To the editor:
I must debate my friend Dino Drudi and his understanding of the conquest of the New World, expressed in his letter, “The facts about indigenous peoples,” in the Sept. 19 Alexandria Times. I admire people like Dino who get involved whether I agree with them or not.
Clearly Drudi’s education about the conquest comes from the European view. He mentions the desire of Catholic Church leaders to convert the indigenous peoples. Unfortunately, the conquest fell not to the priests, but to land-grabbing adventurers in both North and South America. The church created something known as the “Regimento.” The adventurers were directed to read this to the indig- enous peoples. If they accepted this document, they could be treated as civilized people, otherwise they were subject to theft and enslavement.
The indigenous peoples had to understand and accept, not just the Christian God, but the supremacy of the pope and the Spanish monarch. They must have felt as we would feel if we witnessed aliens climbing down from a space ship.
Priests struggled to build understanding between wildly different cultures. Bernardino de Sahgun, a Franciscan missionary, wrote a 12-volume encyclopedia of Aztec life and is remembered gratefully by ethnographers for his invaluable work.

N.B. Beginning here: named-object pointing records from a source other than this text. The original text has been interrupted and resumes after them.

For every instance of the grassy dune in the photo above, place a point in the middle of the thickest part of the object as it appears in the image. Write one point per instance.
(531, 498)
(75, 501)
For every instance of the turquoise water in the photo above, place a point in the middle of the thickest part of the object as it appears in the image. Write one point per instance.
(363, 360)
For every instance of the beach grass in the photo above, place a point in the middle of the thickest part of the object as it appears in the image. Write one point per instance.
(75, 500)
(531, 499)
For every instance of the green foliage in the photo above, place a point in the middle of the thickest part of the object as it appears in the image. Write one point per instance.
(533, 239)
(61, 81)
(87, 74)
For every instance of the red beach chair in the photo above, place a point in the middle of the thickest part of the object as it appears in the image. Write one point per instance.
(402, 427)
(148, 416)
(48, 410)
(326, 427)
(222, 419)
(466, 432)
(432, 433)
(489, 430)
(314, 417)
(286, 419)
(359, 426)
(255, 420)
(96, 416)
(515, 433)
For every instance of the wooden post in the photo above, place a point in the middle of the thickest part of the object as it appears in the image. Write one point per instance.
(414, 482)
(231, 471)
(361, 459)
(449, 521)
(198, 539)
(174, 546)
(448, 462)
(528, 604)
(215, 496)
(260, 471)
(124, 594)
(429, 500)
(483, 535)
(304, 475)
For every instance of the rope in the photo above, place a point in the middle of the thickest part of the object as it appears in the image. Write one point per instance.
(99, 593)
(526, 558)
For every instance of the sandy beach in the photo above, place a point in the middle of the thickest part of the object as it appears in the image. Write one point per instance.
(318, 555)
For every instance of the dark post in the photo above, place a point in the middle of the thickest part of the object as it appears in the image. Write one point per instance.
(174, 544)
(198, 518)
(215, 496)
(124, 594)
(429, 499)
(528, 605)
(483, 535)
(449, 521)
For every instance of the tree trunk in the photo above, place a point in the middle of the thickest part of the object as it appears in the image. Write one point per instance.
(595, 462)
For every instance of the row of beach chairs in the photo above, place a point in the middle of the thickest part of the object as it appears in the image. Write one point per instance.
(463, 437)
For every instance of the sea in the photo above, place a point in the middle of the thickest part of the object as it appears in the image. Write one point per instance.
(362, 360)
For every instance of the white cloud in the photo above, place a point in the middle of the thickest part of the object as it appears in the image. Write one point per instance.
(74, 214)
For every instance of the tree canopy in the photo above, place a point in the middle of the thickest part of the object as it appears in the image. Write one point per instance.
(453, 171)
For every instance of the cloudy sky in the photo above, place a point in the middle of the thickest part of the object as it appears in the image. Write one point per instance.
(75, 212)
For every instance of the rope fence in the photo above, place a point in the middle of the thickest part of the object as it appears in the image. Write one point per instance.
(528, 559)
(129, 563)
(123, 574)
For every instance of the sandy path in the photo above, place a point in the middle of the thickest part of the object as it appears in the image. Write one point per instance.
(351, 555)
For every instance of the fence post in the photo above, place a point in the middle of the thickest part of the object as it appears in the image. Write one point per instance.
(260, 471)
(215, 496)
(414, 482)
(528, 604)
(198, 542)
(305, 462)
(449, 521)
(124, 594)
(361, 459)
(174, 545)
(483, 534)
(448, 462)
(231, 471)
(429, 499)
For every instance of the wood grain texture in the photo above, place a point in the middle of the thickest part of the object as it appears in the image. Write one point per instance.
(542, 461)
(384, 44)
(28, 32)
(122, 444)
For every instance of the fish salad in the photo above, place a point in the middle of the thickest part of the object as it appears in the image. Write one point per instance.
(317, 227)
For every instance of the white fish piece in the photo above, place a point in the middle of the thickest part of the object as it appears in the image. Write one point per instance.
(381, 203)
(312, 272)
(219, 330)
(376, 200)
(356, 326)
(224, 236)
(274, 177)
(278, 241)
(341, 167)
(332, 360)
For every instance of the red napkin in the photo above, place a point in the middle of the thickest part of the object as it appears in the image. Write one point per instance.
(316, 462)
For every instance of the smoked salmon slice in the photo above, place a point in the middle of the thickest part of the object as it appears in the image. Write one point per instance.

In the Yucatan, Diego de Landa, third bishop of Yucatan, cornered a Maya nobleman – one of a few who could read and write the complicated Mayan language – and forced him to give lessons. The lessons did not go well, but de Landa wrote them down. Centuries later his notes turned up in a Spanish library and provided the key for translating written Mayan, a system recognized as true writing. Spoken Mayan languages are still used by millions of people in Mexico and Central America.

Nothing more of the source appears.